New Zealand Parliament
- Royal assent: 17 October 2002
- Commenced: 18 October 2002
- Administered by: Minister of Justice

Legislative history
- Bill title: Crown Organisations (Criminal Liability) Bill
- Introduced by: Phil Goff
- First reading: 3 May 2001
- Passed: 9 December 2004

= Crown Organisations (Criminal Liability) Act 2002 =

Act of Parliament in New Zealand

The Crown Organisations (Criminal Liability) Act 2002 is an Act of Parliament in New Zealand. It was passed into law on 8 October 2002 in the Parliament of New Zealand. The Act changed the existing law to enable Crown organisations - Crown entities, government departments, or government-related organisations - to be prosecuted for offences under the Building Act and the Health and Safety in Employment Act 1992. While Crown organisations were required to comply with both pieces of legislation since their enactment, it was not previously possible to prosecute those organisations for offences committed under either Act.

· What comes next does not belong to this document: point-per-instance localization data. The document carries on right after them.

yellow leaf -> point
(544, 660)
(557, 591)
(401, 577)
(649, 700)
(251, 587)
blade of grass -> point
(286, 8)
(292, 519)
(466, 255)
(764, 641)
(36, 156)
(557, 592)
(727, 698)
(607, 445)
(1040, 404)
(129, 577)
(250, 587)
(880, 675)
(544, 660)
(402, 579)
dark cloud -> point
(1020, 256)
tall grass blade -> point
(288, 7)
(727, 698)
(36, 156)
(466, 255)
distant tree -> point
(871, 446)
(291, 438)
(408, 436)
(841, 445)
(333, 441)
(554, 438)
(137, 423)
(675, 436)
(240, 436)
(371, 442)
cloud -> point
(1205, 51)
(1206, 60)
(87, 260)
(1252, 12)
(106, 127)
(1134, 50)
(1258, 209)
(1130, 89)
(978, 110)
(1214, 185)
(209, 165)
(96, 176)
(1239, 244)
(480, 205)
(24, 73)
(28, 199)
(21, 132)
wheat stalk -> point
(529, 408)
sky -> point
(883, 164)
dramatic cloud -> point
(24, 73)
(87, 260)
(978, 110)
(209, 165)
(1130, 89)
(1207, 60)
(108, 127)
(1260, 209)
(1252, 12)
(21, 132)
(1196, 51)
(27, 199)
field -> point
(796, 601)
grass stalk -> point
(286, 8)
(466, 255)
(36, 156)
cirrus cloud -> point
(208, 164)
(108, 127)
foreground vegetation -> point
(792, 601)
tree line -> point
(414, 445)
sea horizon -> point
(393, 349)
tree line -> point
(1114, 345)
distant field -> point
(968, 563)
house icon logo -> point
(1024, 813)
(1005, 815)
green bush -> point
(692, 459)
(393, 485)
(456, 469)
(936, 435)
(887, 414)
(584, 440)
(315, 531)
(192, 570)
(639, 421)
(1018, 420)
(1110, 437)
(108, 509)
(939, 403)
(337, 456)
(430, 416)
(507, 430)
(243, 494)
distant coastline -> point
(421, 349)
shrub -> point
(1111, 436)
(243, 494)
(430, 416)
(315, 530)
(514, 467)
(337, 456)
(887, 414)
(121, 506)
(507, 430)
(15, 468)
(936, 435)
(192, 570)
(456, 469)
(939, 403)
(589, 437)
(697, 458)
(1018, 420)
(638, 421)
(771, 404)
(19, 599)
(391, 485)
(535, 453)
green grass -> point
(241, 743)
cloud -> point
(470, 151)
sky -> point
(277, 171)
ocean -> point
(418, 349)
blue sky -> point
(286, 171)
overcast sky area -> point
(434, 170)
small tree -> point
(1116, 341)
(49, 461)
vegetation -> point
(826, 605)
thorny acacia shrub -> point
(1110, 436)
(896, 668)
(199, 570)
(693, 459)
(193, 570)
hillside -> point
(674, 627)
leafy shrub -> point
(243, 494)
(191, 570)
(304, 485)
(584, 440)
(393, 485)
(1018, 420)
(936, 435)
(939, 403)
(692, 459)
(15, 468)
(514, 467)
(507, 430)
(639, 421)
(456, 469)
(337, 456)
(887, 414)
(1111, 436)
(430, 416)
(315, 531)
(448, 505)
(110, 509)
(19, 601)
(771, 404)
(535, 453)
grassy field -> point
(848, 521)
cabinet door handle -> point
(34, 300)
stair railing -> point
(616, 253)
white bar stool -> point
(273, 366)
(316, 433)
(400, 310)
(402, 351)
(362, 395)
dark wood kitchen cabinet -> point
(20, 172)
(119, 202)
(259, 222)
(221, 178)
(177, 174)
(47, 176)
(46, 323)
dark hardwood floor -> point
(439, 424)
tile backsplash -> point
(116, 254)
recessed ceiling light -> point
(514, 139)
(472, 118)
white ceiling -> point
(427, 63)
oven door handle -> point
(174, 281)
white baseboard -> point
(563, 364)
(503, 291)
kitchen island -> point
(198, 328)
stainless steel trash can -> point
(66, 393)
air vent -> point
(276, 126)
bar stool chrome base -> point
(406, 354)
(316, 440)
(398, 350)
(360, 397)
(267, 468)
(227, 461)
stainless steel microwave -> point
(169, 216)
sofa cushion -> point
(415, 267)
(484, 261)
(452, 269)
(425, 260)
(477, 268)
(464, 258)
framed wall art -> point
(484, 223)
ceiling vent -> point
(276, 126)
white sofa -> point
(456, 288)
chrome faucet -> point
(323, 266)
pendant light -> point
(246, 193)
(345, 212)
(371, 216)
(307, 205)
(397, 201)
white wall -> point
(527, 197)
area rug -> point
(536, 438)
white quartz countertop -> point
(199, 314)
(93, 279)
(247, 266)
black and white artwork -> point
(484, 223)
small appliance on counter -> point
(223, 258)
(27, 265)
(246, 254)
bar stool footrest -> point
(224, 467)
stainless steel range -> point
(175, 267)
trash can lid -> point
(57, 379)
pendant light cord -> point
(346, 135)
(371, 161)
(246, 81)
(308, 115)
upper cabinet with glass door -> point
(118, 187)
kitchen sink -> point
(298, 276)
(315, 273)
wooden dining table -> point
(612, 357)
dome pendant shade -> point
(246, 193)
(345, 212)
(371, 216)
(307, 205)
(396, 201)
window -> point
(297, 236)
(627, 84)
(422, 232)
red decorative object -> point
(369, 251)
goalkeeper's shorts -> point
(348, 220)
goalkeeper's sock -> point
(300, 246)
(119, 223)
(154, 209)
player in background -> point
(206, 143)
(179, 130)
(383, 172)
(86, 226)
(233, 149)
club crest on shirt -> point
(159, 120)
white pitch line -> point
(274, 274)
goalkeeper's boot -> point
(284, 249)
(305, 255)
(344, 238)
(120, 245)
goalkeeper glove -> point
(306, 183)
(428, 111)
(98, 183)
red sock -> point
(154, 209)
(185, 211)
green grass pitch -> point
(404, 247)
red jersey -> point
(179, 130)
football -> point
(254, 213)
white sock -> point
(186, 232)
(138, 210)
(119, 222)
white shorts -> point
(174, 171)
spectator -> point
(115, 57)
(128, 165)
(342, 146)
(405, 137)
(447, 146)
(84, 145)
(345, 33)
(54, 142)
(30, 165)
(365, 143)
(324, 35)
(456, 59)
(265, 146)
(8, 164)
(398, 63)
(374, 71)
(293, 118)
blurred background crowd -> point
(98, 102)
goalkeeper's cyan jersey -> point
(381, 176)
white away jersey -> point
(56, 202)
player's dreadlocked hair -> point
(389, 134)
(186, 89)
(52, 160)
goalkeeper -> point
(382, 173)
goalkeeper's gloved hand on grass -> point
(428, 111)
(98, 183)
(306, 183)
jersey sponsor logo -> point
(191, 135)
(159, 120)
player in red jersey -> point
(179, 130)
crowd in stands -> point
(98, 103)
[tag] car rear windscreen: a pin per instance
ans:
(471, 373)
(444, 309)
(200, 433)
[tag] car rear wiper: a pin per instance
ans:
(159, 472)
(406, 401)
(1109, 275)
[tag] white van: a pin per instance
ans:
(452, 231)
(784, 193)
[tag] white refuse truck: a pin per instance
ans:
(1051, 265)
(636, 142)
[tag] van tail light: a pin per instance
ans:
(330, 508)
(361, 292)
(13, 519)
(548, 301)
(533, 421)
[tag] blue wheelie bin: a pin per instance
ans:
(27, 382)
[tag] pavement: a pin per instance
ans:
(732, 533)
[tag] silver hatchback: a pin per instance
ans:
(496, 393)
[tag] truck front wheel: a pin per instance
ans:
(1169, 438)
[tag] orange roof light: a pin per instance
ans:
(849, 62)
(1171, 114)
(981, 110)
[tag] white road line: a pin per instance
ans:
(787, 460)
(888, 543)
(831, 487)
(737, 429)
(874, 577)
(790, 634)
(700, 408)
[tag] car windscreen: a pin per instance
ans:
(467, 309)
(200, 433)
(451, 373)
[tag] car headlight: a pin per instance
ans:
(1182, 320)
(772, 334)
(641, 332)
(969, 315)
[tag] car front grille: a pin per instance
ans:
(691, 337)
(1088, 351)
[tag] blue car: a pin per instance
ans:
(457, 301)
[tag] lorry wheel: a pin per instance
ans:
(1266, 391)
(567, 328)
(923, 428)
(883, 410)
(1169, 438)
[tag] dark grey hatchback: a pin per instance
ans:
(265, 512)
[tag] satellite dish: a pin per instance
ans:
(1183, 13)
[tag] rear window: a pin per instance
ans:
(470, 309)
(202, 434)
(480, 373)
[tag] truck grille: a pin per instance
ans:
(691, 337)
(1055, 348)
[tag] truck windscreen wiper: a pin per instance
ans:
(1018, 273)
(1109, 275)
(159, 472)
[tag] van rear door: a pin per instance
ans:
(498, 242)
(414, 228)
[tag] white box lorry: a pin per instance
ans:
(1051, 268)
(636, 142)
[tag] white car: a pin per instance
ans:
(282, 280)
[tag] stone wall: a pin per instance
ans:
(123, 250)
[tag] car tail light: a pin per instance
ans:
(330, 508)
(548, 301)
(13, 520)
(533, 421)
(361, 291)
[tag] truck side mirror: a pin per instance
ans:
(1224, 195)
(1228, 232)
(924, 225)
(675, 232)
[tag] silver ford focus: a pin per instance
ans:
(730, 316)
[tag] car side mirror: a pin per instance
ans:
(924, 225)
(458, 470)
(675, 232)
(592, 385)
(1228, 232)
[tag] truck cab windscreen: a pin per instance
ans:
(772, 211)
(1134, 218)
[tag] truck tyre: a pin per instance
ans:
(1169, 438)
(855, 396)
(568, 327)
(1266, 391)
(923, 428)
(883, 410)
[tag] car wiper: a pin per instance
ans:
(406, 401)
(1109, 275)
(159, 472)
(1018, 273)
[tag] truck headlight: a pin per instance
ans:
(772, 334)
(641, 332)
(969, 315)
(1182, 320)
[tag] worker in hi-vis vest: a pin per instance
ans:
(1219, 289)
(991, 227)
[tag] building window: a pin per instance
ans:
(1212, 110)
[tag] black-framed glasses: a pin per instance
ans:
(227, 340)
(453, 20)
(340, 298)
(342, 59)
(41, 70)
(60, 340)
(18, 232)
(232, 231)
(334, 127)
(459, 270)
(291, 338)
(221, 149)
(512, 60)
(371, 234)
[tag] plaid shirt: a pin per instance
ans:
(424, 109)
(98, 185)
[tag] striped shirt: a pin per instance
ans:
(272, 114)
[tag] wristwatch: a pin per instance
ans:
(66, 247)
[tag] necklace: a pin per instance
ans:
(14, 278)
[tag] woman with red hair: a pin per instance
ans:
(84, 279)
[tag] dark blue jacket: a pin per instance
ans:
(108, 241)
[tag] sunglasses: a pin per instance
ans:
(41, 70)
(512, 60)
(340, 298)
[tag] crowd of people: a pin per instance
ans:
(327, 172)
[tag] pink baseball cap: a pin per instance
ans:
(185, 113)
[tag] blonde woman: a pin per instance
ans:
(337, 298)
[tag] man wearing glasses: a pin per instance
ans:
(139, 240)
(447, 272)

The Act is designed "to protect society and the individual from harm or danger arising from actions of the Crown by ensuring that there are mechanisms to hold the Crown responsible and accountable for its actions [and to] meet the principle that the Crown should in general be subject to the law and the same legal processes as anyone else." It is administered by the Ministry of Justice.

==Background==
The Act was created in response to a Commission of Inquiry into the Cave Creek disaster, headed by District Judge Graeme S. Noble. Cave Creek is a small stream in Paparoa National Park. A viewing platform was erected by the Department of Conservation (DOC) in April 1994, which looked out over a 30-metre chasm with a view of where the creek emerges from a cave system below. The commission discovered that the cantilevered platform had been constructed by well-intentioned but unqualified volunteers without on-site plans or formal building approval. The platform was highly unsafe, especially with large numbers of people on it. On 28 April 1995 the platform collapsed, resulting in the deaths of 14 people. Although DOC took responsibility for the accident, there were no prosecutions due to a loophole in New Zealand law that prevented government departments from being held liable in such a situation. In his report Judge Noble recommended that the Crown's exemptions from the Building Act and the Health and Safety in Employment Act should both be removed.